Run the wall. Space wrestlers along the wall, leaning on wall with outstretched arms, and have them run in place. Three minutes. We vary the pace and emphasize high knee lift. Then pair up wrestlers and have them jump rope 300 times.

After a day or two of this indoctrination, we begin our more concentrated type of practice.


3:15 to 3:25

Warm-up period led by team captains. We use the same basic exercise group we used the first day, but increase speed and repetitions.

NOTE: We emphasize sharpness and execution from the very beginning, to remove any tendency toward being sloppy or lackadaisical.

3:25 to 3:55

Takedown drills: (1) drop steps, at least 100, (2) single-leg and at least one counter, (3) double-leg and at least one counter, (4) fireman’s carry and at least one counter.

3:55 to 4:20

Takedown wrestling. Wrestlers pair up for 30-second takedowns. Each pair must go eight times, with each boy getting as many takedowns as possible in 30 seconds. Unless a pin is imminent, they get right up and start again after each takedown.

4:20 to 4:45

Reversal and escape drills: (1) outside switch and at least one counter, (2) inside switch and at least one counter, (3) stand-up and at least one counter.

4:45 to 5:15

Breakdown and pin drills: (1) tight waist series and counters, (2) head lever series and counters, (3) crossface series and counters, (4) nelson series and counters, (5) cradle series and counters.

5:15 to 6:00

Wrestle down on mat: (1) one-minute sprint round, (2) three-minute round, (3) 30-second sprint.

NOTE: This period may be lengthened considerably as a conditioner in the early going or over the holidays.

6:00 to 6:10

Run the wall and continuous movement. Once the wrestlers are spaced along the wall, they are called onto the mat in groups of four. While those on the wall run, those on the mat chain-wrestle for 30 seconds. Each man must move at maximum speed. The four on the mat return to the wall during a jog interval and four more take their place.

NOTE: This can be repeated and the intervals varied as needed.


Make announcements and pack it in. COACHING OBJECTIVES Through our practices, we try to give each boy a selection of holds he feels comfortable using and has confidence in.

Next we try to expose the wrestler to as many on-the-mat situations as possible. We try to arrange for each of our wrestlers to face opponents in practice who use varied styles of wrestling and have different body types.

We also work hard to get the wrestler in the best possible condition.

Our wrestlers must have the endurance to chain-wrestle (move continuously) the entire last period, if necessary.

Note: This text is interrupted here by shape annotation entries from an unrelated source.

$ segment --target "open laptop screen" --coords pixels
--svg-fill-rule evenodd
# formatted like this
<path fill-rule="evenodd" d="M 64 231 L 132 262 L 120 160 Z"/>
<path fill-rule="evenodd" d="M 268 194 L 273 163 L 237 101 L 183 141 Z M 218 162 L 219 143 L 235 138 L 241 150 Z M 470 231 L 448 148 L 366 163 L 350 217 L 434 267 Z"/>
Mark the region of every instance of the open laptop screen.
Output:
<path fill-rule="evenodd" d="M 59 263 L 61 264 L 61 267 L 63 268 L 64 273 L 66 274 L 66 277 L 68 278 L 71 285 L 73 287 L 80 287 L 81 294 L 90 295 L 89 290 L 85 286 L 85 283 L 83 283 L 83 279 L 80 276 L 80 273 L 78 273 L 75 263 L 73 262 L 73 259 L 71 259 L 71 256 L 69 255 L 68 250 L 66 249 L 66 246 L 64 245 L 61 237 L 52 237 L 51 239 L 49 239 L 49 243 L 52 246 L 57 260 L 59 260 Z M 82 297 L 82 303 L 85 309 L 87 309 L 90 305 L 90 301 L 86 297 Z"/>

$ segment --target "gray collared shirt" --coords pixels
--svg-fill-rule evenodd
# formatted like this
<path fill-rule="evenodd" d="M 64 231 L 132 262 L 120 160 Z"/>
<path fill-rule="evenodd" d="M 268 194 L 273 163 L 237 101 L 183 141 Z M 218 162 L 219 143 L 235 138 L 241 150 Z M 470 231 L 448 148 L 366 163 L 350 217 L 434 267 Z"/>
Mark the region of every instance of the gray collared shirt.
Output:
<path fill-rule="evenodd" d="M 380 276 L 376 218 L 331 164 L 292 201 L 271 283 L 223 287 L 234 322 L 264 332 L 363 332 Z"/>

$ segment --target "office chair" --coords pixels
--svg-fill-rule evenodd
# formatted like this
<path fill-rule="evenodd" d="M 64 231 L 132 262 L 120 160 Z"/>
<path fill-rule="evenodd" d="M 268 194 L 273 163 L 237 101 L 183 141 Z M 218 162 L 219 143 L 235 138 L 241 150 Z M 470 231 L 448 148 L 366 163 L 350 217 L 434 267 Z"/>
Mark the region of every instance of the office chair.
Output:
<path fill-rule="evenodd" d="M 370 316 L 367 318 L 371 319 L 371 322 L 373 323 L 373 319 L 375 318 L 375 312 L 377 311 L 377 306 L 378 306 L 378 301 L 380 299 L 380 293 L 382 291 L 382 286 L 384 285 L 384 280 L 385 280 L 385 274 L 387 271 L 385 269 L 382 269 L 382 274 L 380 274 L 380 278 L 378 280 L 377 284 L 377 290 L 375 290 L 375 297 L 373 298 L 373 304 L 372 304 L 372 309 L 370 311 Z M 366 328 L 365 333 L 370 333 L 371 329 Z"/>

When we are preparing for post-season tournaments, we usually modify our regular schedule, since we need to handle fewer and more experienced wrestlers. We try to stress technique, and keep just enough conditioning work to keep the edge on them.

NOTE: Chart I illustrates a typical pre-tournament practice.

We have found that this type of end-of-season practice allows the wrestler to maintain his endurance, and also allows him to recover from a long season and any minor hurts he may have.

3:15 to 3:25 — Warm-ups

3:25 to 3:45 — Takedown drills 3:45 to 4:00 — Takedown wrestling 4:00 to 4:20 — Escape & reversal drills 4:20 to 4:40 — Breakdown & pin drills 4:40 to 5:00 — Wrestle down on mat

(1) 30-sec. Sprint

(2) 2-min round

(3) 30-sec. Sprint

(4) 2-min. Round 5:00 to 5:05 — Run wall & continuous movement 5:05 Make announcements;

go in

Chart I: Pre-Tournament Practice


We have found that it’s necessary to spend quite a bit of time early in the season on developing skills. This usually entails extensive use of drills and situation wrestling.

NOTE: We usually teach new moves “by the numbers” and build speed as the steps of the move are mastered.